A terceira dificuldade diz respeito à presença de Organizações Sociais na gestão de serviços públicos, processo validado no âmbito Federal e largamente implementado em São Paulo (BRASIL, 1998). Essa forma de gestão termina mesclando o caráter público e privado dos serviços oferecidos, criando situações de trabalho heterogêneas a depender da parceira envolvida. Essa heterogeneidade de praticas profissionais nas diferentes regiões da cidade pode dificultar a criação de uma cultura comum entre as várias equipes comprometendo a troca de experiências e a consolidação das políticas públicas.
Soma-se a isso a precarização dos contratos de trabalho dos profissionais vinculados a estas instituições parceiras e a falta de padronização dos processos seletivos, salários e condições de trabalho.

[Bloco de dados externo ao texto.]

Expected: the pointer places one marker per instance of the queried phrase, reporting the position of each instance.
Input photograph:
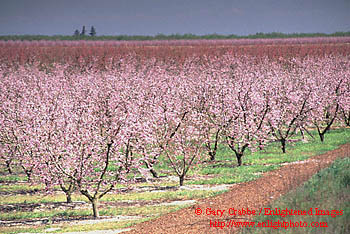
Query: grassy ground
(327, 190)
(222, 171)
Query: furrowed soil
(251, 195)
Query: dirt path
(252, 195)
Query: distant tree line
(82, 35)
(83, 32)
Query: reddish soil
(252, 195)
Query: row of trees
(174, 36)
(89, 130)
(83, 32)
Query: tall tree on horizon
(83, 31)
(76, 33)
(92, 31)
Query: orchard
(88, 116)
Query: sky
(151, 17)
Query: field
(104, 135)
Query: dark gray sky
(150, 17)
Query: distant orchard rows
(89, 127)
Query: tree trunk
(239, 158)
(149, 165)
(322, 136)
(8, 166)
(182, 178)
(283, 143)
(94, 203)
(69, 197)
(212, 155)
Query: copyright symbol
(198, 211)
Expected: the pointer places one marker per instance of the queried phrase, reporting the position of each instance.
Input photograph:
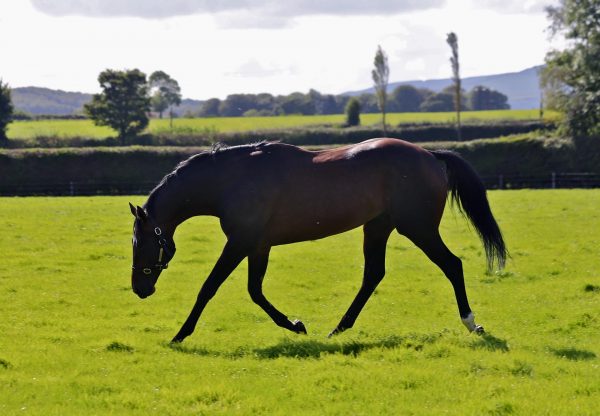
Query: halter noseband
(164, 248)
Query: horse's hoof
(299, 327)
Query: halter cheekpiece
(164, 248)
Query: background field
(74, 339)
(86, 128)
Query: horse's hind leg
(257, 267)
(432, 245)
(376, 234)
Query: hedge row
(132, 165)
(323, 135)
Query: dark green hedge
(522, 156)
(323, 135)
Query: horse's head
(152, 251)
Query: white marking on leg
(469, 322)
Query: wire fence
(75, 188)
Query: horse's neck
(173, 204)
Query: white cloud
(282, 9)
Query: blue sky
(214, 48)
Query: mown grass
(74, 339)
(188, 126)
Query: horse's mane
(218, 150)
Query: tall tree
(123, 104)
(380, 75)
(6, 110)
(164, 92)
(572, 77)
(452, 40)
(353, 112)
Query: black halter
(164, 249)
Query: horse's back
(317, 194)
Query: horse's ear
(141, 213)
(132, 208)
(138, 212)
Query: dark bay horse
(267, 194)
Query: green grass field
(74, 339)
(183, 126)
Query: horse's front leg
(230, 258)
(376, 234)
(257, 267)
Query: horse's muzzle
(143, 292)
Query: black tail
(468, 192)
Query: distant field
(75, 340)
(86, 128)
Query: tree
(210, 108)
(483, 98)
(571, 78)
(406, 99)
(6, 109)
(452, 40)
(123, 103)
(353, 112)
(164, 92)
(380, 75)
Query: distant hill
(35, 100)
(44, 101)
(522, 88)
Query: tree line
(404, 98)
(571, 83)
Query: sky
(218, 47)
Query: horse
(269, 193)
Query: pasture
(194, 126)
(74, 339)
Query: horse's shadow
(288, 348)
(489, 342)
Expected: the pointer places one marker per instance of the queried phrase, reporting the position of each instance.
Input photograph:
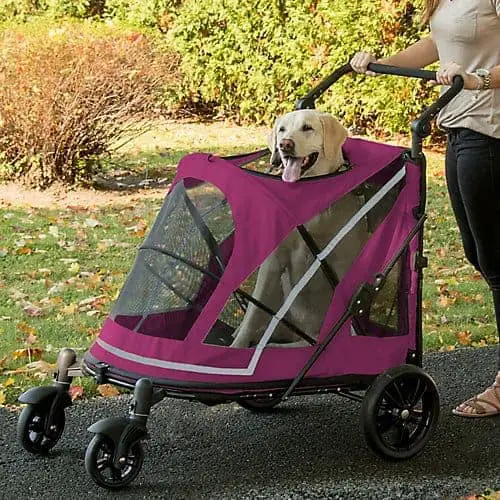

A quarta dificuldade diz respeito à existência de um documento norteador que define de forma frágil as atribuições dos diversos profissionais que compõem as equipes do NASF. A pouca prescrição do trabalho aliada a falta de uma cultura de trabalho interdisciplinar e de uma experiência acumulada nesse tipo de serviço, favorece que cada segmento atue isoladamente, que aja segundo seu lugar específico de saber, advindo dos processos de formação profissional compartimentalizado. Essa situação propicia ainda atuações arbitrárias advindas de diferentes compreensões do processo saúde-doença, tais como, ações voltadas para aspectos orgânicos dicotomizadas dos aspectos psíquicos e/ou sociais; ações de caráter mais curativo em detrimento de ações de promoção a saúde.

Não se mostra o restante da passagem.